Performance Parameters of Infra-red and Visible-active MXene Photocatalysts for Water Splitting

Abstract: Water splitting reactions through photocatalysis is an efficient and sustainable technique for the generation of green energy. The photocatalyst's ability to effect simultaneous generation of hydrogen and oxygen, along with efficiency in utilisation of charged carriers, conversion of solar energy to hydrogen, fast migration, and low recombination rates of carriers, are the parameters to decide its suitability in water splitting. In literature, comprehensive calculation and analysis of all these performance parameters for a potential photocatalyst are rare. In this work, we have performed first-principles-based computations to find new efficient photocatalysts from the family of Janus MXenes and assessed their performance parameters.

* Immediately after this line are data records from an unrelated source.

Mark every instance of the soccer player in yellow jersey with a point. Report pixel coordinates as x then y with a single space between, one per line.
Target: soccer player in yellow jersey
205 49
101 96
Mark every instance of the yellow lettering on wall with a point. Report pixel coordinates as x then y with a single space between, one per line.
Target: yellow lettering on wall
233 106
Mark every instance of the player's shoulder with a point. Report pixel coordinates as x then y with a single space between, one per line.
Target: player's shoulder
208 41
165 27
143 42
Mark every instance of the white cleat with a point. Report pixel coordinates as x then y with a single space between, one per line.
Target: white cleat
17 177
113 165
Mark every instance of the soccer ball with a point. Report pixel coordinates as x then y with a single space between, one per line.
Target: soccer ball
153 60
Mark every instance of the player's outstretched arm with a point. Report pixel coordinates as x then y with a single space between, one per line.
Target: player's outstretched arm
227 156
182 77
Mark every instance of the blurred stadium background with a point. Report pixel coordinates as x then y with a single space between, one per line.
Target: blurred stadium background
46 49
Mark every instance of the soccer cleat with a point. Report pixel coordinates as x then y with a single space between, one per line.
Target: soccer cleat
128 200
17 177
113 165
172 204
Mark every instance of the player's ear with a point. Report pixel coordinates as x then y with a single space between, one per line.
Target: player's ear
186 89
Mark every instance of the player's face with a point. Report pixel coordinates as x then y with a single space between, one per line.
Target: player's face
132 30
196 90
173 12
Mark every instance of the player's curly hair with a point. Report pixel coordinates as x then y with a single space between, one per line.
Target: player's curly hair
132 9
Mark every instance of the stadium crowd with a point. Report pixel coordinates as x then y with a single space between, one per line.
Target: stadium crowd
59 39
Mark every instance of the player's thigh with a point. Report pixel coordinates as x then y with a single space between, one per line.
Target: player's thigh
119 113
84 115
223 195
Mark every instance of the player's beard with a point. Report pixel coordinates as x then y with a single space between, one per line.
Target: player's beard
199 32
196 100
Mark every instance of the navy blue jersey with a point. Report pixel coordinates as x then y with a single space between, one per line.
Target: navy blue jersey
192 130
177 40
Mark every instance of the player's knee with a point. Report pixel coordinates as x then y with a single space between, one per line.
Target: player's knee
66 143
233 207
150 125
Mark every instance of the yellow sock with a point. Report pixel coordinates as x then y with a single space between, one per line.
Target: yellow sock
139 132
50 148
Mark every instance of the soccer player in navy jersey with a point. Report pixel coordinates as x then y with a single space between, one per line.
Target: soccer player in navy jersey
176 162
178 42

Strain engineering has been invoked in search of new materials. Out of 14 studied materials, we find 5 materials: Sc${2}$COS, Zr${2}$COS, Hf${2}$COS, and ZrHfCO${2}$ under zero or finite tensile strain and Hf${2}$COSe at 6\% tensile strain meeting the requirements of simultaneous reactions to split water. The computations of various efficiency-related parameters demonstrate that Zr${2}$COS, Hf${2}$COS, and Hf${2}$COSe have excellent efficiencies, significantly better than the well-known photocatalysts. The origin of such performances lies in their electronic and optical properties, which are analysed systematically.